The SolarWinds hack was a classic supply chain attack, compromising downstream organizations in order to traverse the victim’s extended enterprise of customers, suppliers, vendors and other third parties to gain unauthorized access to their on-premises and cloud systems.
The hack was unprecedented, transforming a core security product into a malware delivery system that provided unauthorized access to sensitive data for a minimum of nine months by escalating privileges, forging access tokens, and other alterations that went undetected.
Minimize supply chain cyberattacks
How can your organization protect itself from data breach by affected third parties in your supply or value chain? Apart from “basics” such as enforcing least privilege for third-party users and forcing administrative password resets on initial use (to avoid “username:admin, password:admin” scenarios), below are four unique and effective ways your organization can mitigate access-related third-party risk.
1. Provide an identity to anything connecting to your enterprise: people, systems and things. Doing so establishes an inventory of all third-party entities and the systems and data they’re permitted to access – a fundamental component of third-party risk management. Then, create controls that mitigate risk of unauthorized or inappropriate access using technologies such as role- or attribute-based access control, automated identity lifecycle management, policy-based authentication and authorization, multi-factor authentication (MFA), and others.
2. Take advantage of identity broker technology to verify credentials and enrich authentication requirements. According to the DHS’s Cybersecurity and Infrastructure Security Agency (CISA), the SolarWinds Orion hack was accompanied by forged SAML tokens that provided unauthorized access to enterprise resources without detection.
Advanced cloud identity brokers can be used to reject forged tokens by analyzing and verifying the attributes represented in the token against local or remote data stores, e.g., user credentials, device reputation, impossible location scenarios, and others.

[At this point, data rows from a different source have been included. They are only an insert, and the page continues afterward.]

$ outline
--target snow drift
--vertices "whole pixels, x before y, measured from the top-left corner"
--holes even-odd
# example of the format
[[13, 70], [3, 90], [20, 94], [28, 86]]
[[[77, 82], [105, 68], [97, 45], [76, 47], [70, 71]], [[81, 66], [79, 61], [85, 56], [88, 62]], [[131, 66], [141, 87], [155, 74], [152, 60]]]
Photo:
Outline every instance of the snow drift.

Based on the result, the request may be rejected, passed as is, or an enriched token can be created to invoke strong or multi-factor authentication for greater assurance.

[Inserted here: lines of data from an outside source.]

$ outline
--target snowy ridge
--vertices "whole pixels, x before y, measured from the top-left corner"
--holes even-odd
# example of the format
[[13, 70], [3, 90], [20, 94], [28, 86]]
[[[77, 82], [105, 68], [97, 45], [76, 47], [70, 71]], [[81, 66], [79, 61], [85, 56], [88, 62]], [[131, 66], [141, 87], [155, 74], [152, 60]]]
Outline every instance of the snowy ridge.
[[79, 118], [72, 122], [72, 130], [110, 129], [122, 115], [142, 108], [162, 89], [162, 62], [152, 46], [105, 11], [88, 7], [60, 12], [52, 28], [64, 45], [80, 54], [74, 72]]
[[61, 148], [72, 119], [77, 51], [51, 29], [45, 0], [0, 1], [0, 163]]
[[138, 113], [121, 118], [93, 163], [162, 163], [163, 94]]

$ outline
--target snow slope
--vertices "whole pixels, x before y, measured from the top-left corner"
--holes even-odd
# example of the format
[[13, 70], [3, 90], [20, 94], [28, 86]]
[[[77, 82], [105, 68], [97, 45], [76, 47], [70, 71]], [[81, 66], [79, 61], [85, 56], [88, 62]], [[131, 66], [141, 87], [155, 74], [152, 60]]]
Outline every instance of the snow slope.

3. Access governance for third-party identities. Access governance measures the efficacy of an organization’s program for creating and managing identities. Access certification processes are key to an identity governance program, requiring approvers, sponsors and other certifiers to verify and attest that users have the right access and permissions. This verification process could also lead to detecting a supply chain attack should certifiers discover incorrect access assignments.
For example, high risk applications that require certification every month or quarter could have averted months of unauthorized access. Suggesting that access certification is key or fundamental to uncovering attacks may be an oversimplification; however, when considered as part of an identity governance strategy it is a potentially low-risk and high-reward approach to thwarting bad actors.
4. Centrally-manage all third-party access. It is not only possible but imperative to centrally manage third-party identities. Most enterprises manage third-party users directly within line of business applications (silos), which puts organizations at extreme risk. For example, many third-party users have access to multiple cloud and on-premises systems within an enterprise. But the people (or systems) that manage access for line-of-business applications don’t usually have visibility into the hundreds of other systems to which that user may also have access.
Unless the user’s accounts and access rights are known BEFORE provisioning access, you won’t be able to apply the access policies appropriate for the aggregate risk presented by the user. This lack of visibility leads to high-risk scenarios, such as weak authentication for users who are “privileged” in reality, and an inability to have an enterprise-wide view of each user’s access rights.
Centrally managing and automating identity and access management for third-party users creates a wide and deep view of the risk each user presents, enabling the right policies to be applied and enforced day in and day out. Third-party user lifecycles can also be automated with the right solution, automatically changing or revoking user access in response to real time events. Your auditors will love you.